Newly formed spectrosomes in primordial germ cells of stage 11-12 dppH46 embryos are similar in size and morphology to wild-type of the same age. In older embryos, differences are readily apparent and the spectrosomes in dppH46 primordial germ cells fall into three classes. Primordial germ cells in the first class (39%) resemble wild-type and have a single large spherical spectrosome. The second class (28%) display either small diffusely stained spectrosomes or several small fragmented spectrosomes. In the third and final class (33%), primordial germ cells have no spectrosome and can be deformed and irregular in appearance.
dppH46 mutant embryos occasionally show fusion of the embryonic denticle belts.
dppH46 exhibit a phenotype in the development of the dorsal head. The dorso-median strip of epidermis that normally separates the placodes is absent and replaced by hyperplastic placodes in stage 12 embryos.
dppH46 clones generated in the wing at 22-26 hours after pupariation (AP), using the Minute technique, have no effect on venation when they are limited to one surface of the wing. When there is overlap between dppH46 clones on the dorsal and ventral surfaces, there is no consistent cell-autonomous disruption of the posterior crossvein (PCV) within regions of overlap. However, a slight disruption of the posterior end of the PCV, largely outside the region of the clone, has been observed in one case. When overlapping clones cover the region of the fourth longitudinal vein normally intersected by the PCV, the anterior of the PCV can be disrupted.
The corpus cardiacum is normal in size in mutant embryos, but shows defects in migration.
In stage-15 dppH46 mutant embryos, the lymph gland, cardioblasts and pericardial nephrocytes fail to develop from the cardiogenic mesoderm.
The average number of crystal cells per embryo is significantly reduced in homozygous stage 13-14 embryos compared to wild type.
In dppH46 homozygotes cycle 14 mitotic domains 1 and 5 are fused across the midline, and domain 3 is absent.
Ventral denticle belts cover the whole epidermis in mutant embryos.
Head midline epidermis does not form in mutant embryos, with both midline and dorsolateral regions showing characteristics of lateral neuroectoderm. Optic lobe and Bolwig's organ are absent. The dorsal head ectoderm is "invaded" by protocerebral neuroblasts.
Homozygous clones in the wing have no effect on the posterior cross vein (PCV) unless both dorsal and ventral surfaces are homozygous ("double-sided" clones). Double-sided clones that cover half the PCV show loss of the vein in the mutant clone up to or within 2 to 3 cells of the clone boundary. Vein L4 can also be truncated in clones.
The hindgut of mutant embryos is significantly shorter than that of wild-type embryos. Incorporation of BrdU in the large intestine is abolished in mutant embryos.
Gnathal morphology is severely disrupted in mutant embryos.
The cuticle of homozygous embryos consists only of ventral epidermis.
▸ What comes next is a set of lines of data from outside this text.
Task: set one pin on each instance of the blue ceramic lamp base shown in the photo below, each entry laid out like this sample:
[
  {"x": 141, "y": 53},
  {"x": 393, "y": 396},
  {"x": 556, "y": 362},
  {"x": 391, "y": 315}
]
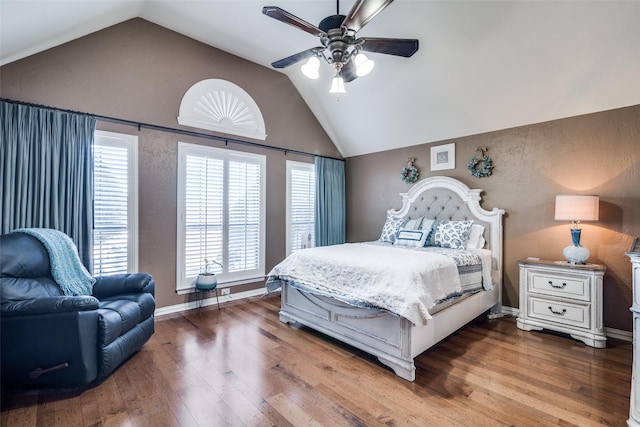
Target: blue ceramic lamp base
[{"x": 576, "y": 253}]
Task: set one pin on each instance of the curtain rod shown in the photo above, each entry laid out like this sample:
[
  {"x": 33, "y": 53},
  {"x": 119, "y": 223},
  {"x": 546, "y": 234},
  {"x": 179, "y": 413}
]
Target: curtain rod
[{"x": 168, "y": 129}]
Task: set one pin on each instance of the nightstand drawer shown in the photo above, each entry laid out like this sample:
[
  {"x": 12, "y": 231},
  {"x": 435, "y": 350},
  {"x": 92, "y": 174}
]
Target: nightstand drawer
[
  {"x": 560, "y": 312},
  {"x": 565, "y": 286}
]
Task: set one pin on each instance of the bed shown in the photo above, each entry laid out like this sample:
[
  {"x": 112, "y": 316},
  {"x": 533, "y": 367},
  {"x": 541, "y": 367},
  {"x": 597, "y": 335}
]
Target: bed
[{"x": 397, "y": 337}]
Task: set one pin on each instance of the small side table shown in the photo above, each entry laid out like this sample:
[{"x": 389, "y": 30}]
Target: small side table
[
  {"x": 201, "y": 294},
  {"x": 562, "y": 297}
]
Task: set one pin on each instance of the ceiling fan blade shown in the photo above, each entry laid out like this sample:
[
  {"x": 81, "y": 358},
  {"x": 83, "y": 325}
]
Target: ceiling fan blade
[
  {"x": 300, "y": 56},
  {"x": 348, "y": 72},
  {"x": 362, "y": 12},
  {"x": 398, "y": 47},
  {"x": 284, "y": 16}
]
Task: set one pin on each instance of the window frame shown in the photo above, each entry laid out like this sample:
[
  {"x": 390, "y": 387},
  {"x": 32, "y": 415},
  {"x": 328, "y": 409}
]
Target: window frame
[
  {"x": 130, "y": 143},
  {"x": 291, "y": 166},
  {"x": 185, "y": 284}
]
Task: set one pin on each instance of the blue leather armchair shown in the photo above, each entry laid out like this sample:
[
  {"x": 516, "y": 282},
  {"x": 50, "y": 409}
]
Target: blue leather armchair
[{"x": 53, "y": 339}]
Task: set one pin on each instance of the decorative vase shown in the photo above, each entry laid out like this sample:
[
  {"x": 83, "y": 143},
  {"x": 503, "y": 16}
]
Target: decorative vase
[
  {"x": 576, "y": 253},
  {"x": 206, "y": 282}
]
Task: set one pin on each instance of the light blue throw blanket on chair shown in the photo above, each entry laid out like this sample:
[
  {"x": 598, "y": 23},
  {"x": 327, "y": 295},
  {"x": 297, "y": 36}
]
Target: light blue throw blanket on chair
[{"x": 66, "y": 268}]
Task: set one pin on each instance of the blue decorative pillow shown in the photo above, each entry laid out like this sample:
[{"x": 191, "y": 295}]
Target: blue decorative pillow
[
  {"x": 390, "y": 229},
  {"x": 431, "y": 240},
  {"x": 412, "y": 238},
  {"x": 413, "y": 224},
  {"x": 452, "y": 234}
]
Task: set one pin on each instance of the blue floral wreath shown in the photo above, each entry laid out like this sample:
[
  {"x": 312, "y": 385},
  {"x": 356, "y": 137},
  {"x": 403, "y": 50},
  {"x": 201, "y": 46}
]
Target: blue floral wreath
[
  {"x": 410, "y": 173},
  {"x": 487, "y": 165}
]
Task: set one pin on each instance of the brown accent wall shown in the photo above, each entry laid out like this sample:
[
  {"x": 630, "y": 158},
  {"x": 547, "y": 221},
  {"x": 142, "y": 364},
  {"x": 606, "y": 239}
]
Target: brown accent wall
[
  {"x": 591, "y": 154},
  {"x": 139, "y": 71}
]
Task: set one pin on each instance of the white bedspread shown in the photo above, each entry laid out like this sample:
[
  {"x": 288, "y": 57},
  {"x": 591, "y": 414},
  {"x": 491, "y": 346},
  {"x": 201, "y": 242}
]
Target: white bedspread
[{"x": 404, "y": 281}]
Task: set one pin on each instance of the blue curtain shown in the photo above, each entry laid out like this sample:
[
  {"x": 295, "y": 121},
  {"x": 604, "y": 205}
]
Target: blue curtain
[
  {"x": 46, "y": 168},
  {"x": 330, "y": 202}
]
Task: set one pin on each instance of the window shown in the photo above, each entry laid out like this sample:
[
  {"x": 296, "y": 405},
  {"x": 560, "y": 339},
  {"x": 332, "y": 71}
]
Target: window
[
  {"x": 115, "y": 204},
  {"x": 300, "y": 205},
  {"x": 221, "y": 211}
]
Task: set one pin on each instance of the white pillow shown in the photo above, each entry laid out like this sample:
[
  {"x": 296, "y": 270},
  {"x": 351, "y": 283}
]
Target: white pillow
[
  {"x": 476, "y": 239},
  {"x": 452, "y": 234}
]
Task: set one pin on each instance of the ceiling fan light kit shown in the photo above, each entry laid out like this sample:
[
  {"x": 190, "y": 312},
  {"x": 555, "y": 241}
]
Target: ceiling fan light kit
[
  {"x": 340, "y": 47},
  {"x": 337, "y": 85},
  {"x": 311, "y": 68}
]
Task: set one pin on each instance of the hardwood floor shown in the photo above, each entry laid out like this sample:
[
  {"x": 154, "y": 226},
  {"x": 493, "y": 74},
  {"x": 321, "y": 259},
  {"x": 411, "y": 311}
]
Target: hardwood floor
[{"x": 241, "y": 367}]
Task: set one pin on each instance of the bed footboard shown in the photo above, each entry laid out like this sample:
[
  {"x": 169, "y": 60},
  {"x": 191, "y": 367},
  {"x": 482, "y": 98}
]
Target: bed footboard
[{"x": 377, "y": 332}]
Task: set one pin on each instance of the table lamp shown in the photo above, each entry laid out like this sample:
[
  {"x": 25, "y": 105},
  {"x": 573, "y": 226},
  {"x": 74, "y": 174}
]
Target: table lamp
[{"x": 576, "y": 208}]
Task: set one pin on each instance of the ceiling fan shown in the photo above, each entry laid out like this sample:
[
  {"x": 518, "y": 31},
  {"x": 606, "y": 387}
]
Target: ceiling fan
[{"x": 340, "y": 47}]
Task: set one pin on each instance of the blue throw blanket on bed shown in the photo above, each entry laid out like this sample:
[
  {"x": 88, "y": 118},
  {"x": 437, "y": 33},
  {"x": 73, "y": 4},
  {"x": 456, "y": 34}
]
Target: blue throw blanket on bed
[{"x": 66, "y": 268}]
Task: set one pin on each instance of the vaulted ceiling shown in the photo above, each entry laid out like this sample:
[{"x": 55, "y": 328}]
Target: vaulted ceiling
[{"x": 482, "y": 65}]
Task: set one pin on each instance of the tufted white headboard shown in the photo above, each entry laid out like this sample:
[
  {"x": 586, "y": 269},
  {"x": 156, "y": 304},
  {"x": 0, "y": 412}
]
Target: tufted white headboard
[{"x": 444, "y": 198}]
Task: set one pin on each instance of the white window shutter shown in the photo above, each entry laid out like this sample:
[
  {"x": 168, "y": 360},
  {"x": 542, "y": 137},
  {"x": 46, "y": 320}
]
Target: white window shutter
[
  {"x": 300, "y": 206},
  {"x": 220, "y": 213},
  {"x": 115, "y": 203}
]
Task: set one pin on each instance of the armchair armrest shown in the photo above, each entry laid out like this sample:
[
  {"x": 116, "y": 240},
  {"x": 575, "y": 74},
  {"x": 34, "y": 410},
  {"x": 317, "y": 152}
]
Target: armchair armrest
[
  {"x": 119, "y": 284},
  {"x": 50, "y": 305}
]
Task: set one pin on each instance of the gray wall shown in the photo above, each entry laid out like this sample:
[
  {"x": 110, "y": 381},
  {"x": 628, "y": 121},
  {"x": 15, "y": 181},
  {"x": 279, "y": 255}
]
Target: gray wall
[
  {"x": 591, "y": 154},
  {"x": 139, "y": 71}
]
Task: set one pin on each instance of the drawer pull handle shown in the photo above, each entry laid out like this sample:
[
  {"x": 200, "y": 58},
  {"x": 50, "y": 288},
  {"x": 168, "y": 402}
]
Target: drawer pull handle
[
  {"x": 557, "y": 286},
  {"x": 558, "y": 313}
]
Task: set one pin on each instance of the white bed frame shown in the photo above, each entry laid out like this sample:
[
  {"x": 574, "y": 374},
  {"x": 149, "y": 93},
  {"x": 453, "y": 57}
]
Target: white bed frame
[{"x": 393, "y": 339}]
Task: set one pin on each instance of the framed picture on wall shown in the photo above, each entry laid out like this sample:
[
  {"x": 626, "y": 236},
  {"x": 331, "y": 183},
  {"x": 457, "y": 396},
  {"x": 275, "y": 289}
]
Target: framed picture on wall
[{"x": 443, "y": 157}]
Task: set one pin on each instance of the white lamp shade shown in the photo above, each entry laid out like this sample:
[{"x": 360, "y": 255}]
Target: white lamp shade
[
  {"x": 311, "y": 68},
  {"x": 575, "y": 207},
  {"x": 337, "y": 85},
  {"x": 363, "y": 65}
]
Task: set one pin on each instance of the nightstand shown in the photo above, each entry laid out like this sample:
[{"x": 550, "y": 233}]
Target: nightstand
[{"x": 562, "y": 297}]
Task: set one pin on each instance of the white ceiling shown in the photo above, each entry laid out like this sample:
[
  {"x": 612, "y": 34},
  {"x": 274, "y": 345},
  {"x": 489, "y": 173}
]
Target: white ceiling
[{"x": 481, "y": 66}]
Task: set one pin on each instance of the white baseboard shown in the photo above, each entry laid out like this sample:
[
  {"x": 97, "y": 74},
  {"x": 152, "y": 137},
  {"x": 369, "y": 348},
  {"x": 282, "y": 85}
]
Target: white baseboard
[
  {"x": 609, "y": 332},
  {"x": 619, "y": 334},
  {"x": 171, "y": 309},
  {"x": 191, "y": 305}
]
This phenotype is not altered if the embryos are derived from homozygous dl1 females. brkM68; dppH46 sna18 Df(2R)twi quadruple mutant embryos secrete cuticles showing partial transformation of ventral into dorsal epidermis.
Gonadal mesoderm development is largely unaffected in mutants. Germ cells do not migrate from endoderm to mesoderm, presumably due to the gastrulation defects.
Embryos are strongly ventralised and germ band extension is abnormal.
Fat body precursor cells do develop in dppH46 embryos.
Homozygous clones induced in first instar larvae produce abnormalities in the dorsal side of the leg. Pattern elements from the dorsal side are missing. Occasional defects in the ventral side of the leg are also seen.
Suppresses the majority of pattern defects caused by Pka-C1H2 clones in the wing, notum, halteres and antennae and partially suppresses defects in the ventral regions of the leg.
Dominant lethality greater than 50%. Homozygous and transheterozygous embryos were examined with respect to 25 cuticular markers, results demonstrate a graded requirement for dpp along the dorso-ventral axis.
Strong ventralised phenotype. Rings of ventral denticle belts differentiate around the entire dorsoventral axis, almost no dorsal hairs are seen and the antennal and maxillary sense organs are missing. Defective movements of the germ band: due to loss of the amnioserosa and because the dorsalmost cells have acquired the lateral fate of the dorsal ectoderm. Dorsal cell fates are deleted and ventrolateral mitotic domains are expanded.
Ventralized embryos: rings or patches of ventral denticles along dorsoventral axis. Disruption of germ band extension that leads to the invagination of posterior segments into the interior of the embryo.
Fail to complete germ band extension, die with strong ventralized phenotype and no dorsal derived epidermis.
Homozygotes have a ventralized embryonic phenotype: normally ventral epidermal pattern elements are present ventrally and dorsally.